Darstellung einer Herkranzgefäßverengung im
Herzkatheter (Koronarangiographie, RCX-Stenose),
modifiziert nach Soto

 

Angina pectoris

Schmerzen, Druck-, Luftnot- und Engegefühle im Brustbereich, welche auf Herzdurchblutungsstörungen zurückzuführen sind, werden als Angina pectoris bezeichnet. Typischerweise sind die jeweiligen Brustbeschwerden hinter dem Brustbein oder auf der linken Brustseite lokalisiert, häufig mit  Schmerzausstrahlungen, meist in den linken Arm, oder auch in Nacken, Kieferregion und Oberbauch. Es ist ausdrücklich zu betonen, daß eine Angina pectoris im Einzelfall auch relativ untypisch erscheinende Beschwerden verursachen kann, welche an andere Krankheitsbilder denken lassen.
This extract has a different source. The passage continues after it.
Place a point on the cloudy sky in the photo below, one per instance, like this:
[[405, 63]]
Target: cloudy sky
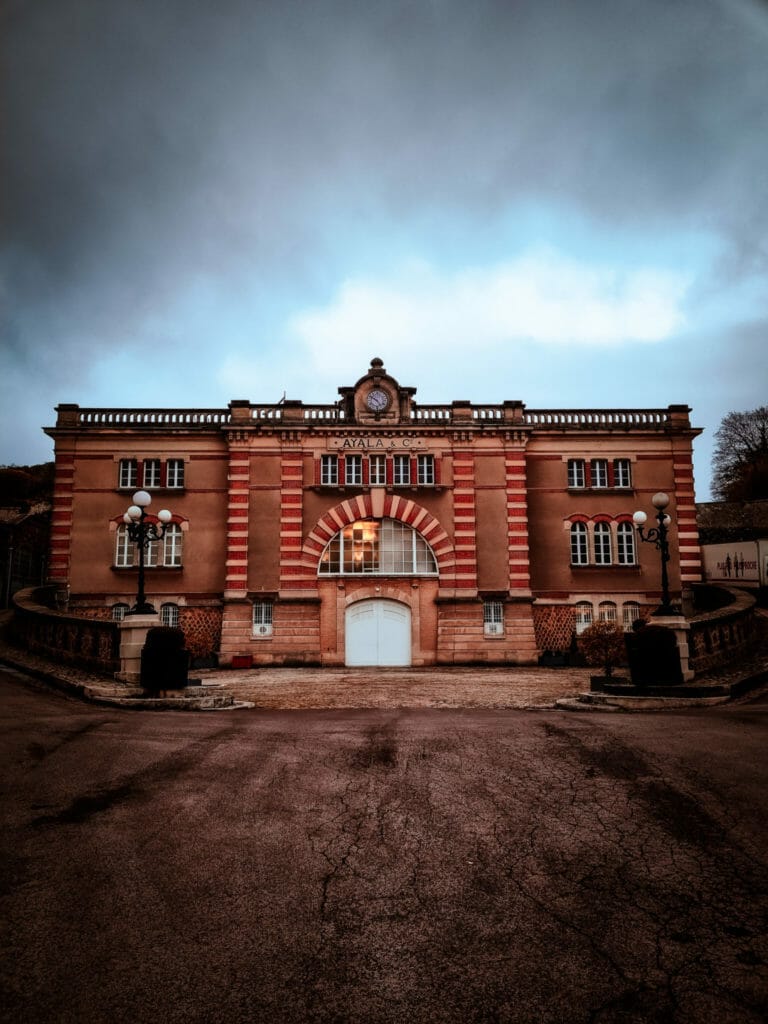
[[559, 201]]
So können isolierte Nackenschmerzen Verwechslungen mit orthopädischen Erkrankungen der Halswirbelsäule nahelegen, Kieferschmerzen zu zahnärztlichen Konsultationen führen oder Oberbauchbeschwerden Erkrankungen des Magens vortäuschen. Insofern kann die Angina pectoris durchaus auch schon einmal ein diagnostisches “Chamäleon “ darstellen.
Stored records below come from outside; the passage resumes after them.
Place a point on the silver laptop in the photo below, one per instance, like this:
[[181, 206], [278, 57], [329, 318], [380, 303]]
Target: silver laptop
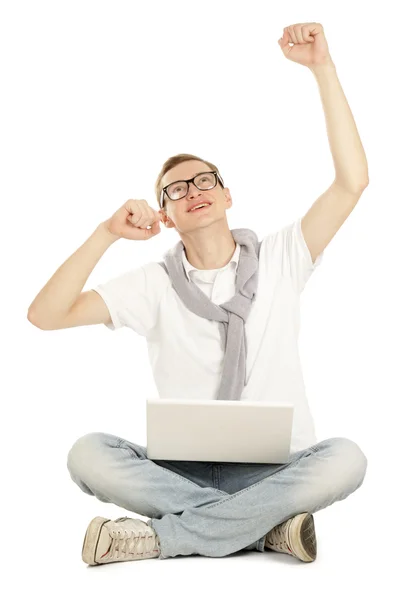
[[240, 431]]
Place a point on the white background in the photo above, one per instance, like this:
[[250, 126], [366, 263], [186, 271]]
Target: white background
[[89, 113]]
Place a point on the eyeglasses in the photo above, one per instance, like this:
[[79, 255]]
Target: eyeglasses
[[179, 189]]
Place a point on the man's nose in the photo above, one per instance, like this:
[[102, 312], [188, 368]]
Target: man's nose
[[192, 189]]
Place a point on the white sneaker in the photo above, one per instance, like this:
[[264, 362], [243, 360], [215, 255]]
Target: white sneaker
[[295, 536], [120, 540]]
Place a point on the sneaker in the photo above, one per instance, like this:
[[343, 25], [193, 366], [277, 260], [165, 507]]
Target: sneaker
[[296, 536], [120, 540]]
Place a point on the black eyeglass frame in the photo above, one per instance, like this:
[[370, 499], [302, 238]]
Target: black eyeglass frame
[[188, 181]]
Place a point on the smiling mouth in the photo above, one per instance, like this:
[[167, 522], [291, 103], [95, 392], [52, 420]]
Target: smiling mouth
[[199, 209]]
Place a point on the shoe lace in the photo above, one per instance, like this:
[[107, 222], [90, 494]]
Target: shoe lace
[[125, 542]]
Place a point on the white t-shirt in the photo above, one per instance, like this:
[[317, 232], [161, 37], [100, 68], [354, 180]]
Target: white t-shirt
[[185, 350]]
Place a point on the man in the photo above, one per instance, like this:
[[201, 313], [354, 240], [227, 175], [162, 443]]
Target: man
[[194, 507]]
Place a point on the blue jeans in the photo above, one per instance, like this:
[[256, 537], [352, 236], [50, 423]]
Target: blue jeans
[[209, 508]]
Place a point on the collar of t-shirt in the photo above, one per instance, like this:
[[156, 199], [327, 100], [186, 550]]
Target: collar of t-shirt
[[208, 275]]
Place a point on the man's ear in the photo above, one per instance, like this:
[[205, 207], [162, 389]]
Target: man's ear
[[228, 197]]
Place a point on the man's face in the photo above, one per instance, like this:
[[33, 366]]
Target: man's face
[[178, 210]]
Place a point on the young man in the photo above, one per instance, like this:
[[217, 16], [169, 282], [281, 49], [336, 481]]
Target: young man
[[212, 279], [186, 500]]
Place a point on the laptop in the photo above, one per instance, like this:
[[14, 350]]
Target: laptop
[[239, 431]]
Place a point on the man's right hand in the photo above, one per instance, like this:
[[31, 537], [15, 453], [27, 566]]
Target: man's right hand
[[132, 219]]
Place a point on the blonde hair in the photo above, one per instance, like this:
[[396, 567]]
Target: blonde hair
[[172, 162]]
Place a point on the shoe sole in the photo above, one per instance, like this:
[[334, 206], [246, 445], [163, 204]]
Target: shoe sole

Tritt eine Angina pectoris erst bei körperlichen Belastungen eines bestimmten Schweregrades auf, spricht man von stabiler Angina pectoris. Falls es auch bei körperlicher Ruhe zu Herzschmerzen kommt, liegt eine instabile Angina pectoris vor.
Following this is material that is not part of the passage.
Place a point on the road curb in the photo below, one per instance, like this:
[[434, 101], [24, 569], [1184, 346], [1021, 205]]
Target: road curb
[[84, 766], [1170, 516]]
In den meisten Fällen liegen der Angina pectoris Verengungen der Koronargefässe bei organischen atherosklerotischen Veränderungen der Gefässwand zu Grunde. Seltener können auch Gefäss-Spasmen zur Angina pectoris führen, wenn die Wandmuskulatur der Media in den Koronargefässwänden eine übermässige vorübergehende Engstellung des Koronargefässes bewirkt. Falls solche Gefäss-Spasmen bei organisch gesunden Herzkranzgefässen zur episodischen Herzdurchblutungsstörung führen, liegt eine sog. Prinz-Metal-Angina vor.

 

Herzinfarkt

Wenn eine sehr hochgradige Gefässverengung oder der Verschluss eines Koronargefässes zu einem Absterben von Herzmuskelgewebe führt, liegt ein Herzinfarkt vor. Das zugrundegehende Muskelgewebe wird im Laufe einiger Wochen durch eine bindegewebige Narbe ersetzt. Die Symptome eines akuten Herzinfarktes können sehr vielgestaltig sein. Die Palette erstreckt sich vom Sekundenherztod über dramatische Notfallsituationen mit extremen Vernichtungsschmerzen, eventuell gravierenden Herzrhythmusstörungen, akuter Atemnot und Kreislaufschock bis zu relativ milden Missempfindungen oder auch Symptomlosigkeit beim sog. stummen Herzinfarkt.

 

Weitere Symptome

Neben Angina pectoris und Herzinfarkt können einige weitere Symptome auf eine koronare Herzerkrankung hinweisen. So können beispielsweise Herzrhythmusstörungen (Pulsunregelmässigkeiten), Herzerweiterungen (Dilatationen) und eine Herzpumpschwäche (Herzinsuffizienz) mit Neigung zu Flüssigkeitsansammlungen in den Beinen (symmetrische Beinödeme) oder Stauungserscheinungen in der Lunge Ausdruck bzw. Folge von Herzdurchblutungsstörungen sein.